Back on February 2nd, Tim Williams, Marketing author, consultant to agencies and other professional firms, student of “next practices” posted his article suggesting (most believed) that an agency could easily cut the cost of new business. There was a lively exchange of thoughts but there also seemed to be two trains of thought. Hense my post today (February 14th)
I read two topics here – the outreach and focus issue (I agree) and the actual out-of-pocket expenses. So is the agency investment in new business a larger percent of gross sales than that of most companies? I don’t have the statistics; does anyone? Who says it’s expensive? Are we talking about full-time personnel expenses? The prepatory prospecting phases or the pitches? Who says pitches have to be elaborate and costly?
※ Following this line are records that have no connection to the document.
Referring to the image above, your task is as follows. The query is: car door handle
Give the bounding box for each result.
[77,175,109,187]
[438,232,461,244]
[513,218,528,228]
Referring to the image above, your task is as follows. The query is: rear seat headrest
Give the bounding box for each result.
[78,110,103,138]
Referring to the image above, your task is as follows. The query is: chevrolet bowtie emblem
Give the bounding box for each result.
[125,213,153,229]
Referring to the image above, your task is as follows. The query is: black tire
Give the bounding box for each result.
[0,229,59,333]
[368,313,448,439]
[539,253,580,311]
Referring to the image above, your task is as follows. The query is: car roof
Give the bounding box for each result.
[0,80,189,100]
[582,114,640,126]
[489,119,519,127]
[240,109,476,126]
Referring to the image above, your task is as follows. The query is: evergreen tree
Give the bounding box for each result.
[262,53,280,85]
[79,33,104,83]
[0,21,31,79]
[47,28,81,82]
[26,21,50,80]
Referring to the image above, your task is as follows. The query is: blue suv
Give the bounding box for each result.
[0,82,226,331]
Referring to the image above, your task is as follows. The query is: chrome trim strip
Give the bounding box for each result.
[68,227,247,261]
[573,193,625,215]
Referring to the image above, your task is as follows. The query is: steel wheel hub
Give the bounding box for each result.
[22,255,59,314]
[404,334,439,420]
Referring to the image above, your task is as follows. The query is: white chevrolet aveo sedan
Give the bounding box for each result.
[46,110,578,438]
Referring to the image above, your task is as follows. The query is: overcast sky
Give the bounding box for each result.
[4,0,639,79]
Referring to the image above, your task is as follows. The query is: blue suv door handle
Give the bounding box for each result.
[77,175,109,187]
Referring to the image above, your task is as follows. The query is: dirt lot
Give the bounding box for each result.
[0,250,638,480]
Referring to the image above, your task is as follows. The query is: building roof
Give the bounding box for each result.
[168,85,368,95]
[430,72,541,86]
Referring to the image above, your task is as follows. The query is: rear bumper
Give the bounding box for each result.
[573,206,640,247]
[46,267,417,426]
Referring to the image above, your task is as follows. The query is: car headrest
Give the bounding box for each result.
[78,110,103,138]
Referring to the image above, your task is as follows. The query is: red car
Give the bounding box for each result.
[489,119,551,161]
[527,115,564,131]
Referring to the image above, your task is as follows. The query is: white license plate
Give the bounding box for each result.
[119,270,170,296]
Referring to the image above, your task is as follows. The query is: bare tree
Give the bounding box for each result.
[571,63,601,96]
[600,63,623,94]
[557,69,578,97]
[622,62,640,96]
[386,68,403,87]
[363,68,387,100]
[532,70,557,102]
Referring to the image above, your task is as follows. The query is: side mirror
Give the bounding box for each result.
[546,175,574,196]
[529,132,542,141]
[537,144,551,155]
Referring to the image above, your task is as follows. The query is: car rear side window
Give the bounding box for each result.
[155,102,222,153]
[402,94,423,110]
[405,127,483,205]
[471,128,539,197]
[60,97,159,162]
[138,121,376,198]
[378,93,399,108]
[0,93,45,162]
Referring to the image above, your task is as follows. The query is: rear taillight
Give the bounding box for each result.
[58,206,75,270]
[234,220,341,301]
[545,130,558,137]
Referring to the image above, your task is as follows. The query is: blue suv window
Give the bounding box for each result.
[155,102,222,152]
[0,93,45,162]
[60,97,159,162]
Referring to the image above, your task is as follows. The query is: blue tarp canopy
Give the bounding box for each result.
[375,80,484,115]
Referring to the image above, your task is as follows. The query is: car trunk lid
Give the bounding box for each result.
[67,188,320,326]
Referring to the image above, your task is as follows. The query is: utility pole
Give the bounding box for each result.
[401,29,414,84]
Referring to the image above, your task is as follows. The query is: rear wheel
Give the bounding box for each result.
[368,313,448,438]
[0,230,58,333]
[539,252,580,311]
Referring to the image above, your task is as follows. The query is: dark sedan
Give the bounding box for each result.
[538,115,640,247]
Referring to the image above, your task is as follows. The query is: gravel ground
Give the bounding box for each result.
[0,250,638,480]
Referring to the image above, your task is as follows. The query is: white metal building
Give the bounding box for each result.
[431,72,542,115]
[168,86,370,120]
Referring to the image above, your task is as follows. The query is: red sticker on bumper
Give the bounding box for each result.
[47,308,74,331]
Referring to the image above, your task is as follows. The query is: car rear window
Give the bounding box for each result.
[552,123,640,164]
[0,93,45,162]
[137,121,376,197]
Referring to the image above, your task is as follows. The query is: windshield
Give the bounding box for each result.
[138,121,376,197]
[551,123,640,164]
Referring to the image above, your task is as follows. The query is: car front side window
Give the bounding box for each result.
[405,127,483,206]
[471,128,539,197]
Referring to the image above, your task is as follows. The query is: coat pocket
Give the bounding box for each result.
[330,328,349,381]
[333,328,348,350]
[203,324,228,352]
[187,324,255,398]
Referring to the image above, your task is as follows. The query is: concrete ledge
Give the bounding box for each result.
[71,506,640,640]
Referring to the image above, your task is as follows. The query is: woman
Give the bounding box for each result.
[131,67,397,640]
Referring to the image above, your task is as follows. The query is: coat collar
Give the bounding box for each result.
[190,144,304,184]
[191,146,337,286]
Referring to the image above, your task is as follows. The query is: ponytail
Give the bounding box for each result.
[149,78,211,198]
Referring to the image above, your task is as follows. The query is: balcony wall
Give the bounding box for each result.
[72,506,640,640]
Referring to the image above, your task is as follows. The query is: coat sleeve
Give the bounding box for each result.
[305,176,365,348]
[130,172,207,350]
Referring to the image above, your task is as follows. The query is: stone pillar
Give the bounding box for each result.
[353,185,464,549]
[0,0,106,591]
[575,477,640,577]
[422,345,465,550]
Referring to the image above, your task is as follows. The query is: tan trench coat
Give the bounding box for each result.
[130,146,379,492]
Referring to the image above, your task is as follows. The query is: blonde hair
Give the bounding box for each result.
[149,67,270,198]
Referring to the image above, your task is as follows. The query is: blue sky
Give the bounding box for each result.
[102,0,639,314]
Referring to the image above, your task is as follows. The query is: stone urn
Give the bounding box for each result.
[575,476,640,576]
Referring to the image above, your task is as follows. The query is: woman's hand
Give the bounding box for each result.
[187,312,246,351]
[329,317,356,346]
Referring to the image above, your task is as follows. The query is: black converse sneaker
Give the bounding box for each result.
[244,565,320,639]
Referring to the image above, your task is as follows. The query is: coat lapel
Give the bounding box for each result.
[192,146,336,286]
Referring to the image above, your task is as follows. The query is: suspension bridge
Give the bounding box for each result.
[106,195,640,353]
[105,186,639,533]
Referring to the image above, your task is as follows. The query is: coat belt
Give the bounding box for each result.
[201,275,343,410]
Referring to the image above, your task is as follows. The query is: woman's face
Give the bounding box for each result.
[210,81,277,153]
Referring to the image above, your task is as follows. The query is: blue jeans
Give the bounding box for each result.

I find agencies often misunderstand what they perceive as the client’s request for spec creative. If it’s specifically requested in the RFP or RFD (Request for Dialogue – our term), then maybe not. But I can’t fault any client for asking for a way both to distinguish one from another or to learn if a candidate was: listening; reading; researching … And I expect an agency to be willing to demonstrate that.
Visiting a website; looking at creative samples and even reading case studies is not sufficient. By example, some of the best agency work shown was often a collaboration between agency and client. Maybe the client volunteered the concept, the headline, much of the copy. The agency did a grand job of execution. If the searching client has no creative skills, then it may be difficult to duplicate that kind of success with that agency.
I expect an agency candidate to be willing and able to “talk” about some concepts, some campaign “themes”, some “what-if’s” to demonstrate they – GOT IT; and were willing to present some value-added to the conversation. In my mind, that’s not spec creative, and if an agency is not willing to do so, they shouldn’t be surprised if they are left at the wayside.